I told her--before I even started to explain--that I realized this was probably a shot in the dark. Along with every other grad student, I know that this department simply does NOT budge on deadlines. Not at all. And I told her I respected their need to be stringent, but asked her to please hear me out. Then I told her my story. I tried to stick to the facts, but explained the problems in the fall, the problems scheduling in the spring, the people going out of town or out of the country, how I was trying to be proactive in scheduling early, but it just won't work out for them during those dates, and finally ended with the 'two weeks' statement my husband found in the checklist.

And... she said my request was acceptable! And that she would make a note in my file of this exception!

I couldn't even believe it. This just doesn't happen. I've heard of people being denied graduation for being only minutes late turning in various things. I've since asked her for a written/formal proof of the exception, just to cover me as I move forward. She said she would email it. She emailed it. I still can't believe it.

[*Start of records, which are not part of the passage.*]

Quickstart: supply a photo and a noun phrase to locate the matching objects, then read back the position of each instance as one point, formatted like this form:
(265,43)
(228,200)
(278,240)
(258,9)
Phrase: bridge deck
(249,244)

So then I sent an email out with the new defense date. Then I realized that the day we had wanted to do the preliminary approval hearing is actually Good Friday, a campus holiday. So we have to move that. I sent another email. I hate sending so many emails to my committee. I'm sure it's bothersome and probably not professional either, or following protocol. Too many emails means you should just ignore them and not read them, right?

Then I got a call from my advisor, wondering what was the deal with the freaked out text message I sent him the night before. (I believe the actual text said, "I'm freakin out. Chex your email")

Turns out, he had seen none of the emails -- not the ones from committee members with conflicts, and not the ones I sent in the morning. He was having trouble with his email program. Once he got that fixed, he received all of the emails at once. He politely suggested I simmer down on my email frequency. Haha. At least most if them were only addressed to him.

I explained to him all that had happened. He took control and sent another email requesting the committee pick a good date for preliminary approval ASAP, and asserting that we MUST do the defense on the new date I secured. He requested that the committee members confirm today. At 3:48 pm, after a very long day of limbo, the email came in.

Solid dates, solid times. For both meetings.

In another surprising emotional display, I sat at my desk and sobbed. I sent my advisor back an email and here is what it said, and I quote: "!!!!!!!!!!!!!!!!!!!!!!!!!!!!!!!!!!!!!!!!!!!!!!!!!!!!!!!!!!!!!!!!"

But life goes on and I had to teach my class at 4, so I had to get it together.

That was my leap day. Made my own luck, yes I did. Now let's hope it sticks. Nobody told me that so much drama would be involved, but I guess that's expected when emotions cone in to play. Tonight though, I am thrilled.